Process: Suppose there are 6 candidate boxes, sort them according to the scores of SVM. Suppose the probability of belonging to this category from small to large is A, B, C, D, E, F, respectively. Start from F scored the highest, calculate whether the IoU overlap between A to E respectively and F is higher than the set threshold. Suppose the IoU overlap between B, D respectively and F is higher than the threshold, reject B and D, and mark that F is remained. Then do the same for A, C and E, and repeat until finding all the boxes to be remained.
refer to: https://blog.csdn.net/shuzfan/article/details/52711706
Feature extractor training
- Pre-training: Model is capable of recognizing 1000 objects / convolutional layers have a good ability of feature extraction.(Input: ILSVRC2012 || Output: 1000-dimensional category results)
- Fine Tuning: Adapt CNN to warped proposal windows
Do: replace the CNN’s ImageNet-specific 1000-way classification layer with a randomly initialized (N + 1)-way classification layer
Dataset: PASCAL VOC2007
Input: 227 * 227 region proposals with ≥0.5 IoU overlap with a ground-truth box as positives(labeled as the matched ground-truth class) and the rest as negatives(labeled as background)

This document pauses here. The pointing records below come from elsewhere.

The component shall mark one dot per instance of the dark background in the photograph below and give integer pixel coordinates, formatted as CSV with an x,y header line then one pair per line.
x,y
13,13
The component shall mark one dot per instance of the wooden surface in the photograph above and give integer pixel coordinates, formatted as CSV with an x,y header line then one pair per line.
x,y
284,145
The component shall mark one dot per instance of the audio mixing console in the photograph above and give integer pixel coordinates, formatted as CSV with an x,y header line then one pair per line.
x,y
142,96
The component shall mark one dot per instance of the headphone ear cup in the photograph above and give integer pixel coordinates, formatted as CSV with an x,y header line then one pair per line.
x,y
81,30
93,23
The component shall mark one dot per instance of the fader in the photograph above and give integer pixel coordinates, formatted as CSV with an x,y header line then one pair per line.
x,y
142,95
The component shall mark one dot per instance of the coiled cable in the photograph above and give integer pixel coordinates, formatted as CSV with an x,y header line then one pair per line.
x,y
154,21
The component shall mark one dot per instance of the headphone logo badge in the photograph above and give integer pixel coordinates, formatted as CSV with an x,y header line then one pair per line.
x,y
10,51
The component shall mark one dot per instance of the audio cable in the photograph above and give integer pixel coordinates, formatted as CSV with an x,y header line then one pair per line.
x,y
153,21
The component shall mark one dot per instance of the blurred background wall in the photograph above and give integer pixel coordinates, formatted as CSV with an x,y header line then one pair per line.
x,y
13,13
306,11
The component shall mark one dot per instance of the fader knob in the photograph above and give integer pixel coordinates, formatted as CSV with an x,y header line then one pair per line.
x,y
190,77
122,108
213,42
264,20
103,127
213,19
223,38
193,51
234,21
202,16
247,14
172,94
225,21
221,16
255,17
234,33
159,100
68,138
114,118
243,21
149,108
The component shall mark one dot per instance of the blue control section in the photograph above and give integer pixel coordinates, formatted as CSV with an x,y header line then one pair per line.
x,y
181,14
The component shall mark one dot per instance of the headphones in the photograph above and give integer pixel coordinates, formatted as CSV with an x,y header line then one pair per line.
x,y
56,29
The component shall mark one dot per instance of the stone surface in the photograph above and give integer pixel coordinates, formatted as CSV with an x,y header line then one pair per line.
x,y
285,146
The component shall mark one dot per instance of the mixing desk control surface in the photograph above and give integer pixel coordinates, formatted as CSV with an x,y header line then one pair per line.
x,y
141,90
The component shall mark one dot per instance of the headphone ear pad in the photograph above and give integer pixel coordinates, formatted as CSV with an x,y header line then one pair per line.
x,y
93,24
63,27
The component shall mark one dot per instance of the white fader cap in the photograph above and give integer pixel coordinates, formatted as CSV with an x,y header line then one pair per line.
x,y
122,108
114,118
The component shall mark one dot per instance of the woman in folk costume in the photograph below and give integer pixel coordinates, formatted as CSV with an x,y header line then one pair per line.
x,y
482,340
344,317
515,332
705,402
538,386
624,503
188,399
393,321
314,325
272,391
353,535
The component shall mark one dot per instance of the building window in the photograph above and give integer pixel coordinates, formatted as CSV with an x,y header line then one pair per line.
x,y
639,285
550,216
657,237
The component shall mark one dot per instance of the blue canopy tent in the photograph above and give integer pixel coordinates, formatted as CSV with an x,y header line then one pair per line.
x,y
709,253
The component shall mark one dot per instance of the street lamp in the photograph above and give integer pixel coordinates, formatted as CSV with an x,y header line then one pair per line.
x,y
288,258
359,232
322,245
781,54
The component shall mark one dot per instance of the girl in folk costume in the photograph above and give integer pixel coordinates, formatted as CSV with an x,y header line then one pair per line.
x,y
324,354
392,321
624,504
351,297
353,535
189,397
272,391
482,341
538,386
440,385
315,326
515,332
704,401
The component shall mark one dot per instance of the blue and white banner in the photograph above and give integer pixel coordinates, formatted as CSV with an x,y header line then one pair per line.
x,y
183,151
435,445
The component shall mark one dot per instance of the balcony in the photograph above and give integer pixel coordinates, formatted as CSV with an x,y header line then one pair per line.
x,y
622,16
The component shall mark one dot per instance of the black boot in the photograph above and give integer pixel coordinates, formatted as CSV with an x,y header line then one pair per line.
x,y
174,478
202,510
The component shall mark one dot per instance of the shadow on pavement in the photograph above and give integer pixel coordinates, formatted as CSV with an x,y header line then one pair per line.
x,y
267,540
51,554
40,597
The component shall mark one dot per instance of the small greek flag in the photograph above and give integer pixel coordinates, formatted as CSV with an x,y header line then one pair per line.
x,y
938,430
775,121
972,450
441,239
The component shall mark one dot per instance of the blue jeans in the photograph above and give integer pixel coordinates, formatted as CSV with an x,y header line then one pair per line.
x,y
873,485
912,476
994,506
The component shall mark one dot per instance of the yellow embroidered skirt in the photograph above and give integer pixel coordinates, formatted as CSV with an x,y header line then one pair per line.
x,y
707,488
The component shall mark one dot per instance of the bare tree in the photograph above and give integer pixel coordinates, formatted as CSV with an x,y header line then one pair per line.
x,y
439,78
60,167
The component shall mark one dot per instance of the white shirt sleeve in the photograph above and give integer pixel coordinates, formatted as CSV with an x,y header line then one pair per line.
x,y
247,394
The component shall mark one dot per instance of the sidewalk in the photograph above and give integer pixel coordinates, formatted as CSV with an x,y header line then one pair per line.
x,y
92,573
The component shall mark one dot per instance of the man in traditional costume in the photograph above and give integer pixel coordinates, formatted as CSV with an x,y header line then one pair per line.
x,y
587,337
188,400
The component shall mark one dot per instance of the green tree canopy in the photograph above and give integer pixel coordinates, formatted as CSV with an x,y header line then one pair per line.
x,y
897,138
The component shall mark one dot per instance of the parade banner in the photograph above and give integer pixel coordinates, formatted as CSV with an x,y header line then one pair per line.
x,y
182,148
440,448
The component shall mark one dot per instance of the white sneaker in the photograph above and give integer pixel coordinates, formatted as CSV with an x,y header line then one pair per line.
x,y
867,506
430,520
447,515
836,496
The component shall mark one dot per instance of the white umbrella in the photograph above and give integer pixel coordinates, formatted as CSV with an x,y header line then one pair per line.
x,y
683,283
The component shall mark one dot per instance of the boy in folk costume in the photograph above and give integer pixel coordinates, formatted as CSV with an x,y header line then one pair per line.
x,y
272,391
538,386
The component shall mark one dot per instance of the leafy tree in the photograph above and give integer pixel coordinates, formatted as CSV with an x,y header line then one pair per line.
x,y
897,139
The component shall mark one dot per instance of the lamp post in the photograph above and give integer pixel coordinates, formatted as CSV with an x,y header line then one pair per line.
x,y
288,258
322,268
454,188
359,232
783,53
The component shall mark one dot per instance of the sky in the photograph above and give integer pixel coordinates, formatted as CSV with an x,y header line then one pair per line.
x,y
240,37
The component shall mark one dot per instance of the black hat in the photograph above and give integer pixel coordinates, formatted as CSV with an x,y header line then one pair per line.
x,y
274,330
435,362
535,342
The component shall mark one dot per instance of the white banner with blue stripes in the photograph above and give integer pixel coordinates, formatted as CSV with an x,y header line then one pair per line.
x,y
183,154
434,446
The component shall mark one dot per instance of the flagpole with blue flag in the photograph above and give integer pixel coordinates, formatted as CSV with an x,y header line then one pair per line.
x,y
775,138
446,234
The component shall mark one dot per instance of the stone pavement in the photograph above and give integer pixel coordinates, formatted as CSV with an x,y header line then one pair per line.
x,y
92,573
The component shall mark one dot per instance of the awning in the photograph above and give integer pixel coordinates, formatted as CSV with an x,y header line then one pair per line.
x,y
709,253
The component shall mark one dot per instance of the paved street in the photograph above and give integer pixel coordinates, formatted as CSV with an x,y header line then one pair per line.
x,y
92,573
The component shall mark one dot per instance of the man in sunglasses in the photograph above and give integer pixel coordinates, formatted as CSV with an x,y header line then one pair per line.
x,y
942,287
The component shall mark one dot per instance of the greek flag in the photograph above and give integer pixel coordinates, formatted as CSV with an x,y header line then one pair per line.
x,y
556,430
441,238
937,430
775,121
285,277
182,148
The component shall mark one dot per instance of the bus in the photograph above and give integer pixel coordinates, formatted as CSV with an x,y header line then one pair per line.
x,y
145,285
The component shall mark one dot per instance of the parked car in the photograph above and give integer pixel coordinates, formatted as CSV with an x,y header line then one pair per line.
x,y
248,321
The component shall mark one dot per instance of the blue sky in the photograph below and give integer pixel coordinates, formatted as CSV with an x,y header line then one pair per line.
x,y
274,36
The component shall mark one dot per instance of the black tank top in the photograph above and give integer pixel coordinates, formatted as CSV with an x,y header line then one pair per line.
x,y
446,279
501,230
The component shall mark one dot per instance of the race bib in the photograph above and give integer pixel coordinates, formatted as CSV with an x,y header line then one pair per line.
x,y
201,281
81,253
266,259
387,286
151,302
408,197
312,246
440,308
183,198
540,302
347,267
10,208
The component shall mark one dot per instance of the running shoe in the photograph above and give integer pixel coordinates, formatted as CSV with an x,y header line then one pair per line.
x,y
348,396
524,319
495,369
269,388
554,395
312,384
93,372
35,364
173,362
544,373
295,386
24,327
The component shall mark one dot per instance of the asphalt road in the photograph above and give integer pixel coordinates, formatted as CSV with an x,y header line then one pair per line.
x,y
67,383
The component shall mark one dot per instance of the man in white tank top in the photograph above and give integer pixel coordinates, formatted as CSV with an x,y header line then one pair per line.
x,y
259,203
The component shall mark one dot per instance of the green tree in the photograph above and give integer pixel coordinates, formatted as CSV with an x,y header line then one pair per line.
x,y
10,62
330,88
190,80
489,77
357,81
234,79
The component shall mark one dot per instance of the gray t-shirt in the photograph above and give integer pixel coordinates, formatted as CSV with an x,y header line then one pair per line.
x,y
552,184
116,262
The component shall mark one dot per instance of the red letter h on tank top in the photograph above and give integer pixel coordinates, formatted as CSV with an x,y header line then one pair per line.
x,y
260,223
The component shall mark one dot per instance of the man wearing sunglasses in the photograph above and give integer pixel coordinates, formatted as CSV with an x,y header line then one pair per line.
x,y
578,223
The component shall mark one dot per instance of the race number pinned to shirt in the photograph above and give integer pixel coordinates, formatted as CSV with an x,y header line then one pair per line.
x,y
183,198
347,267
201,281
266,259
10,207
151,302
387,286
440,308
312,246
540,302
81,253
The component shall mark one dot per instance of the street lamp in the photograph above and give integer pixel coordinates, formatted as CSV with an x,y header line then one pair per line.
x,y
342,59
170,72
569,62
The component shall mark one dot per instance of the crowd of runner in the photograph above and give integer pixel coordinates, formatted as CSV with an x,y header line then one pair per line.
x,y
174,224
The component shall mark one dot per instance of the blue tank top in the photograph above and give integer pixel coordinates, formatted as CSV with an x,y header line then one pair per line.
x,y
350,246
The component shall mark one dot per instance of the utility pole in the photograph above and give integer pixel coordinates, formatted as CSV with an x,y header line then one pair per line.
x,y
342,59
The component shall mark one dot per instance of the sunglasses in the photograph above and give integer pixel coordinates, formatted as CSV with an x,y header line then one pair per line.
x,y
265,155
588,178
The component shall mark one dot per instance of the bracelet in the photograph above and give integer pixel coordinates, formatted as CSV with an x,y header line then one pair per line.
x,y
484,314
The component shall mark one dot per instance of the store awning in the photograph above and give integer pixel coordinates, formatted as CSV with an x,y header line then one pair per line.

Output: 21-dimension category results(include background)
Class-specific linear SVMs training
Positive examples: only the ground-truth boxes for their respective classes
Negative examples: proposals with less than 0.3 IoU overlap with all instances of a class for that class
Class-specific bounding-box regressors training
For each category, a linear regression is used for refinement.★★★
refer to: https://www.cnblogs.com/oliyoung/p/Bounding-Box-Regression.htm
Ablation studies
- Performance layer-by-layer, without fine-tuning(ILSVRC 2012): Removing both fc6 and fc7 produces quite good results. Much of the CNN’s representational power comes from its convolutional layers, rather than from the much larger densely connected layers.
- Performance layer-by-layer, with fine-tuning(VOC 2007): The boost from fine-tuning is much larger for fc6 and fc7 than for pool5, which suggests that most of the improvement is gained from learning domain-specific non-linear classifiers on top of them. (Conv for general features, fc for domain-specific tasks)
Weakness of R-CNN
- Training is a multi-stage pipeline. R-CNN first fine-tunes a ConvNet on object proposals using log loss. Then, it fits SVMs to ConvNet features. These SVMs act as object detectors, replacing the softmax classifier learnt by fine-tuning. In the third training stage, bounding-box regressors are learned.
- Training is expensive in space and time. For SVM and bounding-box regressor training, features are extracted from each object proposal in each image and written to disk. With very deep networks, such as VGG16, this process takes 2.5 GPU-days for the 5k images of the VOC07 trainval set. These features require hundreds of gigabytes of storage.
- Object detection is slow. At test-time, features are extracted from each object proposal in each test image. Detection with VGG16 takes 47s / image on a GPU.